Design and Online Assessment Considerations


The design of group assignments involves careful planning and consideration. Consider the following key questions as part of the design process:

  • What are the key purposes of this approach, i.e. social learning, managing large classes, authentic learning experience and/or team working? Based on this, is the product or the process the main focus of the assignment?
  • Will there be a group mark, an individual mark, or both assigned to the task?
  • Who will assess the assignment, the lecturer, the students (peer/self), or both? 

Use a rubric, or similar, to help clarify your expectations and to support student feedback and/or opportunity for self/ peer review.  In order to design group assessment that mitigates against ‘free riders’, consider assigning individual marks for contribution and performance (which can be assigned in addition to or instead of a group mark). Consider asking students to complete a 'team/group contract' at the start of the module so students have a clear understanding of what's expected of them. 

If the final product of the group assignment is to be presented, clarify the purpose and format of this process. Consider the potential advantages of pre-recorded presentations, uploaded to the VLE, which could be incorporated into a face-to-face or virtual feedback session with staff and peers. Consider also the value of providing a rubric or criteria to guide peer feedback on group presentations.  

Group work assignments can take significant student time and effort, and this should be reflected in its weighting toward the module grade. Where possible, try to make the assignment authentic (meaningful) to the student as this should enhance student engagement and motivation. It’s also important to work out and communicate a procedure for dealing with group conflict and/or social exclusion as it arises. 

Educate students on academic integrity, including what is meant by plagiarism. Make them aware of the UCD resources on these, such as  UCD Plagiarism Policy-Student Guide, FAQ for Students on PlagiarismUCD Library guide on Academic Integrity.

Online Assessment

In the case where the product of the group work has a digital component, such as a multimedia presentation, give students guidance on presentation length and the maximum file size for submission. Online Discussion Forums in Brightspace, if used, can be set up for grading. Brightspace assists in setting up students into different size groups. The ‘Group Work’ tool in Peerscholar, available to UCD staff, supports students to work together to create, assess and reflect on a group activity. Peer Scholar also includes ‘Group Member Evaluation’, which allows students to give feedback or grade their group members’ participation in the group work (peer review/assessment). 
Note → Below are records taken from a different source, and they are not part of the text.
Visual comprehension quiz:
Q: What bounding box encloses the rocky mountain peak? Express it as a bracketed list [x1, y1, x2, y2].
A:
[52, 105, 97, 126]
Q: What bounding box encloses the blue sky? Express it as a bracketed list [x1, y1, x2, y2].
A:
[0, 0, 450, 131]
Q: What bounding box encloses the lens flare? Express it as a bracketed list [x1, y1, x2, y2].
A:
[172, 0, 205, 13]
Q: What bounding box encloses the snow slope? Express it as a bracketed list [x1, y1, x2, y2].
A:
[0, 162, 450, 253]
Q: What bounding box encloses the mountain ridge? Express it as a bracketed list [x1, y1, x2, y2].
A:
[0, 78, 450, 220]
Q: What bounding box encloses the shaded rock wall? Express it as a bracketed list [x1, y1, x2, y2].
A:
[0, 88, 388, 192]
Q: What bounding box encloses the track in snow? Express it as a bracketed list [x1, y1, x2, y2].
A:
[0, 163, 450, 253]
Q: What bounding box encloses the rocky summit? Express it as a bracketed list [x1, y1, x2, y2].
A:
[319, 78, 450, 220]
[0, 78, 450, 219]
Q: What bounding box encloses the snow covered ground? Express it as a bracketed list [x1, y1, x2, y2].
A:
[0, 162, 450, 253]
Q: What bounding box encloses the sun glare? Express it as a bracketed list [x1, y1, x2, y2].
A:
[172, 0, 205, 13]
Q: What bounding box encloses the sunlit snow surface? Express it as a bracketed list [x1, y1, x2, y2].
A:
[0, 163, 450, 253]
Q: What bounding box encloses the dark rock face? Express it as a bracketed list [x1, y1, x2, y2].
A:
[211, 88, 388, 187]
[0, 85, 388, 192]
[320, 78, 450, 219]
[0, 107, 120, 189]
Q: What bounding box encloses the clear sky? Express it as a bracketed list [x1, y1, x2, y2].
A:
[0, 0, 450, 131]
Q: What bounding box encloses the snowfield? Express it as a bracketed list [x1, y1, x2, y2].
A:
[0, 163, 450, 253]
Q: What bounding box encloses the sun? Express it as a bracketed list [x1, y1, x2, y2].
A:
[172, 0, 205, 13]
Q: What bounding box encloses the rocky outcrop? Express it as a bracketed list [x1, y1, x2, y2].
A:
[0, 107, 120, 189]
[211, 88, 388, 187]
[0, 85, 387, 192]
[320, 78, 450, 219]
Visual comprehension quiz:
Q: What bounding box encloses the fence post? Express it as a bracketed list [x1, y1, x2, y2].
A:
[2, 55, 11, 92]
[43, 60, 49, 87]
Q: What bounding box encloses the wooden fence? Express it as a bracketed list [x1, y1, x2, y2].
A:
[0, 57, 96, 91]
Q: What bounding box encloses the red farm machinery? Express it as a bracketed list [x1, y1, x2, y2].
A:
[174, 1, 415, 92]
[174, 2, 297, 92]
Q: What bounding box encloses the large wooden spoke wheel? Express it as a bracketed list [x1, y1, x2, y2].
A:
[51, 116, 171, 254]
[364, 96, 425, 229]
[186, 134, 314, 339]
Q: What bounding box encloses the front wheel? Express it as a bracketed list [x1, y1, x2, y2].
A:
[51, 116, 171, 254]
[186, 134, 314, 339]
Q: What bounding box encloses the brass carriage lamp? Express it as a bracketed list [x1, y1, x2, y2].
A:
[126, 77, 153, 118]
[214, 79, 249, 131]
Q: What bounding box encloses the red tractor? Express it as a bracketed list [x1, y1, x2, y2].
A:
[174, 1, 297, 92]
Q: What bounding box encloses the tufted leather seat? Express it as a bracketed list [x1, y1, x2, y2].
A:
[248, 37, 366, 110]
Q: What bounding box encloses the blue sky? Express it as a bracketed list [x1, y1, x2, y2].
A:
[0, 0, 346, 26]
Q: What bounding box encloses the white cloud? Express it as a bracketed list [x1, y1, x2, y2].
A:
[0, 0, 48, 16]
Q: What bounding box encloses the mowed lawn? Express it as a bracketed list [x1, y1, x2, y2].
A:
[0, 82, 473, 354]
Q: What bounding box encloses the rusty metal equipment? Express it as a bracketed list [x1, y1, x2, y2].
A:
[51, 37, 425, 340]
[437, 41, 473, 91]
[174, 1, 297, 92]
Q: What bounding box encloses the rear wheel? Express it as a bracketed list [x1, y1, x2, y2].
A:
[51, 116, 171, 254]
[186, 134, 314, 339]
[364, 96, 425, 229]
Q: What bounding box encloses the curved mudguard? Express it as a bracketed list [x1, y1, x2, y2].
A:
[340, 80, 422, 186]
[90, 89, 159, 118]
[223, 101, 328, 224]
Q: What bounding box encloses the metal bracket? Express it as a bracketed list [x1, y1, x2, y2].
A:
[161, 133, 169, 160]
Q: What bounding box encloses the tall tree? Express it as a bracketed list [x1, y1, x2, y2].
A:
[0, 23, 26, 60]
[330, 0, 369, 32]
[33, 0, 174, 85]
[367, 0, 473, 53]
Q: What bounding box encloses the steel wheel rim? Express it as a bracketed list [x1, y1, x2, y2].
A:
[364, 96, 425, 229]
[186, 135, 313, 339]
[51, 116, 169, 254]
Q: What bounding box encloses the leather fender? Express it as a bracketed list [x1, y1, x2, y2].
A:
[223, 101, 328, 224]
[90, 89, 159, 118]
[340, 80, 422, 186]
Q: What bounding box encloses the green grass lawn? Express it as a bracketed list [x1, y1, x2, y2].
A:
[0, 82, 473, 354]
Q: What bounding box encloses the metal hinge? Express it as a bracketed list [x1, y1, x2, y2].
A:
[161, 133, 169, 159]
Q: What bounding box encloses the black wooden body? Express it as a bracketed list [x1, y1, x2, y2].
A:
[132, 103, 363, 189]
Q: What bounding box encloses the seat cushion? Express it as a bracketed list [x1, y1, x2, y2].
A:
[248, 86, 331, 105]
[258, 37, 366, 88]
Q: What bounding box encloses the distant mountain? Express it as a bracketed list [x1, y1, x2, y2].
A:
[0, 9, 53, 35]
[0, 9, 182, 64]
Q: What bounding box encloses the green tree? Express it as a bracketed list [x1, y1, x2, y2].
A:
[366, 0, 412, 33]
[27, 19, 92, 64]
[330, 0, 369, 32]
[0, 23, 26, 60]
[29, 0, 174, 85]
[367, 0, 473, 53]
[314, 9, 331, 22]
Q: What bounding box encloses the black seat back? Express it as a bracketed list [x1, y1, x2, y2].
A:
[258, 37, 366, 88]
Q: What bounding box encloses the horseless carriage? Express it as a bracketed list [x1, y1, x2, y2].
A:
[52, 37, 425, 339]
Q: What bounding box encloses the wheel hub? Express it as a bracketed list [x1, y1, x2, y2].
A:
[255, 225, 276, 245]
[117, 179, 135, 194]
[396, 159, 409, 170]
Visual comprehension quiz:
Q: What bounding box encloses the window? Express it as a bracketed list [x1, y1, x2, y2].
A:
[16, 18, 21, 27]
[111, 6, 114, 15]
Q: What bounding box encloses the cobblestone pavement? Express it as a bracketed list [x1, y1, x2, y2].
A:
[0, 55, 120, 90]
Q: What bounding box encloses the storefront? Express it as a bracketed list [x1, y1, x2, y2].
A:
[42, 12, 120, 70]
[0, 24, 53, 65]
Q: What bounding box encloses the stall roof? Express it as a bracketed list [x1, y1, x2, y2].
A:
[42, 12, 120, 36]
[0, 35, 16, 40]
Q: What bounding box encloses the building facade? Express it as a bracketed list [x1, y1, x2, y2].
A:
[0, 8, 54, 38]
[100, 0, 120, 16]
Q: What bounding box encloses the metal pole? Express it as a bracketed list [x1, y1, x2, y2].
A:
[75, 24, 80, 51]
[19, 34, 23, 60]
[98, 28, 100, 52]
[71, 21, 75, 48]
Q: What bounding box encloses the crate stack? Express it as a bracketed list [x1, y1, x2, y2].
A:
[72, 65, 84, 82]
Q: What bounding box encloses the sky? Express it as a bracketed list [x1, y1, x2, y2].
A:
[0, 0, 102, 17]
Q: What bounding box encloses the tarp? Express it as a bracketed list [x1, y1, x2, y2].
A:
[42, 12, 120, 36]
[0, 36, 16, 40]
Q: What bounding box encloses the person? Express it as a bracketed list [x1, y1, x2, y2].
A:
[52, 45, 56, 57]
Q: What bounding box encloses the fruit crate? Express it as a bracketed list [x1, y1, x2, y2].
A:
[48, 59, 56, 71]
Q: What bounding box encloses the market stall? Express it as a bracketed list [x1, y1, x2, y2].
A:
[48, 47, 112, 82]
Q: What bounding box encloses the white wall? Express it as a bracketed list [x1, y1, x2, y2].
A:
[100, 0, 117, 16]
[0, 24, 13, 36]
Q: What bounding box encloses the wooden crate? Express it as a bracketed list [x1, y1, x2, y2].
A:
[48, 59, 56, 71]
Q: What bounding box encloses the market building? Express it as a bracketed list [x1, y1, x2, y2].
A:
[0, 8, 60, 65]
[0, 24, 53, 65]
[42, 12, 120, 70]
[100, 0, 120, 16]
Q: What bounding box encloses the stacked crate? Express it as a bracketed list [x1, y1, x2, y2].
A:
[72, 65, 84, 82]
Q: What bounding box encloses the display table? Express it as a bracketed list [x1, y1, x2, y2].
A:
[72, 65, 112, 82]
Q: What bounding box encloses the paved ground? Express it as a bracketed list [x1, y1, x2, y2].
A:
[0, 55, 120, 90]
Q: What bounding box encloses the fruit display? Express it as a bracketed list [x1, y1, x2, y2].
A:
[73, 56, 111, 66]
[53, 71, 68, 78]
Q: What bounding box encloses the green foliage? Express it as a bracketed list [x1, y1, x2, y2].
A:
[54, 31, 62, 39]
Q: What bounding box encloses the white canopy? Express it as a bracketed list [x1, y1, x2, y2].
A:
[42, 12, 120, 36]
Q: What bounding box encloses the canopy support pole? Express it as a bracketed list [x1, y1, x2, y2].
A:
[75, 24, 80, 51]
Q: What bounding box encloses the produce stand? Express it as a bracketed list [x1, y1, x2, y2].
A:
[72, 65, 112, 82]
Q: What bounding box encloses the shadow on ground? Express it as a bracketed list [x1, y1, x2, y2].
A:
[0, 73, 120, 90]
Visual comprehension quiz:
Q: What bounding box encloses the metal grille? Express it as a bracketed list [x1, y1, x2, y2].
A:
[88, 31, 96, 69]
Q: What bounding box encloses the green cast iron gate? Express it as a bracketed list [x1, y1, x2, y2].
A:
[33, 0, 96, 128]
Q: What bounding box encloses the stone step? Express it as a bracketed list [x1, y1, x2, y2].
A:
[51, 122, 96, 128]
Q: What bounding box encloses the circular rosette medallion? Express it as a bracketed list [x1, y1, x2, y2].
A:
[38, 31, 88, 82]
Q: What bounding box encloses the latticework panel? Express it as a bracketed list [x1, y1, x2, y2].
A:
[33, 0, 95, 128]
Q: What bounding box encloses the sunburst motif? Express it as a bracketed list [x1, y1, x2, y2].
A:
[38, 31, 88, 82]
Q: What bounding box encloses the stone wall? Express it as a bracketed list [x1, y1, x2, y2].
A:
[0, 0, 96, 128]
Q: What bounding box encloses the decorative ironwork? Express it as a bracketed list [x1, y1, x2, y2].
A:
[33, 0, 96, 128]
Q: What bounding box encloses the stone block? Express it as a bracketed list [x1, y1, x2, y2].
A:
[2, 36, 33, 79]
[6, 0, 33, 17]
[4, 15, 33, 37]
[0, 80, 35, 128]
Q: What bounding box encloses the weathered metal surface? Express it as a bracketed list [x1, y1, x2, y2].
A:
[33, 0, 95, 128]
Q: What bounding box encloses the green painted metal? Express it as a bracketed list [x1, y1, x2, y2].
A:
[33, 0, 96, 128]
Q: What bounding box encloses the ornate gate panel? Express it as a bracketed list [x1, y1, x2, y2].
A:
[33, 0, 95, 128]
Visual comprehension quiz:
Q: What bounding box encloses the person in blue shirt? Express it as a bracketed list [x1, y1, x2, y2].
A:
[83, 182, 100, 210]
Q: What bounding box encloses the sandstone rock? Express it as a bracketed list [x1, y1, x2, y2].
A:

Tools and technologies to support this assessment type include:

Preparing Students

Introduce students to the rationale for using group assessment in the module. It is important that students understand the benefits of working together with their peers on a specific assignment. Encourage students to set ground rules for their group (and ‘netiquette’ in online environments) to support a positive dynamic within the group. To support equal distribution of the work among group members, students could be assigned specific roles or areas of work for which they are responsible to complete. It may also be beneficial for the groups to agree deadlines with each other on individual tasks. Students are likely to benefit from clear guidance from their lecturer/tutor about these practical ways of working together, including advice on what to do if they encounter significant difficulties or conflict. See also Surviving Group Work: Tips for Students.

Students can receive structured induction on how they can be inclusive of all students in the group and help all to learn well and complete tasks. 

Students will need guidance on the tools and technologies available to them to engage in online group work and collaboration (e.g. Google docs, Google Meets, Zoom, Online Discussion Forum, etc.). Students may need technical upskilling and or time in class to practice the relevant technology.